CMarkup XML Parser Performance

Release 11.3 has made a leap in performance (e.g. from 39mb/s to 53mb/s* excluding file I/O), so its a good time to post some data on the speed of CMarkup, and to discuss XML parser performance issues. Here is a comparison of 11.3 with the previous release 11.2; raw parsing goes from 40000 to 54000 bytes per millisecond and attribute parsing (the basis for attribute methods) goes from 5000 to 9000 b/ms (see also Attribute Method Performance).

Release Chart parse doc/attrib create doc/attrib Units
CMarkup 11.2 40002 5175 12331 4754 b/ms
CMarkup 11.3 54042 9195 14394 6820 b/ms

Since these measurements do not involve disk I/O, the speeds are measured in character units per millisecond where the character unit is b for byte, w for word (2 bytes), and dw for double word (4 bytes), depending on the build and platform. In the first chart I include 2 parse tests and then 2 corresponding create tests.

parse document this is the core indicator of parsing speed; the document string is passed to SetDoc in memory and parsed, it is not loading the document from disk
parse attributes loops through the document reading all attributes with GetAttribName and GetAttrib (the new GetNthAttrib method is more efficient way to do this)
create document builds a document using an AddElem and SetAttrib for each element, the document is not saved to disk, there is no disk I/O in this measurement
create attributes creates a document with up to 4 randomly selected attributes and values per element, the SetAttrib call occassionally overwrites an attribute

The reason for release 11.3 performance improvement

One of the most intensively used operations in the parser is determining whether a character is one of a set of characters. In 11.3 I replaced MCD_PSZCHR (strchr) with a lookup define which is an order of magnitude faster and yields a roughly 30% speed improvement in overall raw parser speed. The new lookup define only checks the bounds and then returns the offset in the array, where c is the character, f and l are the bounds (first and last) and s is the lookup array (a string):

#define x_ISONEOF(c,f,l,s) ((c>=f&&c<=l)?(int)(s[c-f]):0)

So, for example, a whitespace check uses x_ISONEOF and passes the bounds 9 and 32, and a lookup string array for the range between those bounds:

// classic whitespace " \t\n\r"
#define x_ISWHITESPACE(c) x_ISONEOF(c,9,32,
  "\2\3\0\0\4\0\0\0\0\0\0\0\0\0\0\0\0\0\0\0\0\0\0\1")

Another roughly 5% overall improvement was gained by replacing MCD_PSZNCMP (strncmp) with a simple speedy implementation of string compare.

Comparing different builds of release 11.3

Build configuration makes a big difference in performance.

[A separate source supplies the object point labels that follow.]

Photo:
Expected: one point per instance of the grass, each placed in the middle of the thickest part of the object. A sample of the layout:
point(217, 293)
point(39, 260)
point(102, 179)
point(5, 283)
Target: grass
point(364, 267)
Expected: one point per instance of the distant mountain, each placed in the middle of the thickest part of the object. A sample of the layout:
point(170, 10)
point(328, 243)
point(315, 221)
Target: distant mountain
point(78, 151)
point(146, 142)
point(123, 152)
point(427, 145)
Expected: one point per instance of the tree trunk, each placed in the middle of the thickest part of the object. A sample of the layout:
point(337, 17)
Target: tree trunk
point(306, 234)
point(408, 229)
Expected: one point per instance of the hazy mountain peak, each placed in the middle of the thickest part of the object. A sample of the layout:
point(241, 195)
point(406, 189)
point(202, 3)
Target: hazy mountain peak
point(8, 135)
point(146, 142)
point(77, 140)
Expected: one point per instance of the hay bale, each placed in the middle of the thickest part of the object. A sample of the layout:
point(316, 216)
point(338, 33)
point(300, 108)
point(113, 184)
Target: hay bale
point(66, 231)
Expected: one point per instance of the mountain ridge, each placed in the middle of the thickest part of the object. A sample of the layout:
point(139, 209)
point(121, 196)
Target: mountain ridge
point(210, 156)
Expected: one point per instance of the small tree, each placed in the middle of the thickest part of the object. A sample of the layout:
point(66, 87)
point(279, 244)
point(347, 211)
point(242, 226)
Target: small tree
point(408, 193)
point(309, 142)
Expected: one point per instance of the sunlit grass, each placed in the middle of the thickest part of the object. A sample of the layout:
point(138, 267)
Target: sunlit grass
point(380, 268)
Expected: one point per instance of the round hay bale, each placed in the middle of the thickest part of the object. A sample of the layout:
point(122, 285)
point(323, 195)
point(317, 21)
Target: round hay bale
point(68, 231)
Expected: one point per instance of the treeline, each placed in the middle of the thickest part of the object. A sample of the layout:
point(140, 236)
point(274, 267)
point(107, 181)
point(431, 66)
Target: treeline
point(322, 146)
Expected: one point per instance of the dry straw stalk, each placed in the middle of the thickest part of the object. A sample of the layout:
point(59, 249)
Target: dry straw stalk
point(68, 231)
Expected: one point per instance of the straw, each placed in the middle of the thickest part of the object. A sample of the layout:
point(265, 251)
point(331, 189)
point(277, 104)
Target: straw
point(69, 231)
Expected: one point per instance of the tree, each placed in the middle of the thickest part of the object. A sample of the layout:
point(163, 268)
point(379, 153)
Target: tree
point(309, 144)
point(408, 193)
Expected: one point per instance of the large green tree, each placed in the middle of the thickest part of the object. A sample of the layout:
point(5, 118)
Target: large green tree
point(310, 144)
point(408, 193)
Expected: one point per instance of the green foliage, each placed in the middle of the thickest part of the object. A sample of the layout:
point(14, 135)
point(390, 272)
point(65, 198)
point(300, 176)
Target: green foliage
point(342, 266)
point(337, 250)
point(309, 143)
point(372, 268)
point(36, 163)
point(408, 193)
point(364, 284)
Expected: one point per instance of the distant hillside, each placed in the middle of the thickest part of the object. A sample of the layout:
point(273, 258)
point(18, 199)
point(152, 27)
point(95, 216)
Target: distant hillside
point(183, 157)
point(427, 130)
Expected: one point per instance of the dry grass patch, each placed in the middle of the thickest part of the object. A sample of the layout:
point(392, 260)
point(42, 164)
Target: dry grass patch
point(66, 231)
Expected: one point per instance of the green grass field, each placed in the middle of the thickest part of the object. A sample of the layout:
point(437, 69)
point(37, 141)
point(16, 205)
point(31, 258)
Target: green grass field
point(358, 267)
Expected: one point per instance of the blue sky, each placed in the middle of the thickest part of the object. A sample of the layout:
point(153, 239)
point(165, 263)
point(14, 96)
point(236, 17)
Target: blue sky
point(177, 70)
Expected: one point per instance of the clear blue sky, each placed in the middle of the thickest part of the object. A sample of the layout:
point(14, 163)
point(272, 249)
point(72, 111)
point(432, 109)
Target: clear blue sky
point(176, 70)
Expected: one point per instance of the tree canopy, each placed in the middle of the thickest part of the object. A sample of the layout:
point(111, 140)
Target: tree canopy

See ANSI and Unicode files and C++ strings and non-Unicode text handling in CMarkup for discussions of string character set options.

Build Chart parse doc/attrib create doc/attrib Units
MFC (UTF-8) 54042 9195 14394 6820 b/ms
STL (UTF-8) 55923 9193 11583 6061 b/ms
MFC MBCS 14424 3269 11084 3492 b/ms
STL MBCS 14783 3137 8636 3223 b/ms
MSXML6 MFC MBCS 3832 1762 1849 1347 b/ms
MFC WCHAR 57405 8607 14530 6594 w/ms
STL WCHAR 57780 8607 10744 5639 w/ms
MSXML6 MFC WCHAR 3950 1939 1963 1428 w/ms

Using Unicode (either UTF-8 or WCHAR) strings in memory is much more efficient than MBCS which utilizes Windows APIs to determine character boundaries according to the locale character set. MSXML is very slow due to the overhead of COM and is slightly faster in a WCHAR build which avoids conversion to and from COM's WCHAR-based strings.

File mode performance

Unlike the measurements above, the XML reader and XML writer measurements are all in bytes per millisecond regardless of build because they are based on the file I/O rather than the in-memory character unit size. The file is UTF-8, which means the MBCS and wide character builds have the extra penalty of character set conversion. The MBCS conversion can be done using the libc (stdlib.h) function wctomb (not using the Windows API).

Build Chart XML reader XML writer Units
MFC 15086 11528 b/ms
STL 13858 9540 b/ms
MFC WCHAR 10854 8757 b/ms
STL WCHAR 10717 7509 b/ms
MFC MBCS 11673 9846 b/ms
STL MBCS 10444 8137 b/ms
MFC MBCS libc 2231 2844 b/ms
STL MBCS libc 2155 2677 b/ms

See also:
Archived CMarkup Performance Tests
Attribute Method Performance

* Measurements here are representative of the speed with my own sample data on a 1.7GHz 1GB Vista netbook. Running these tests twice in a row often gets slighly different results because they are affected by variations in CPU.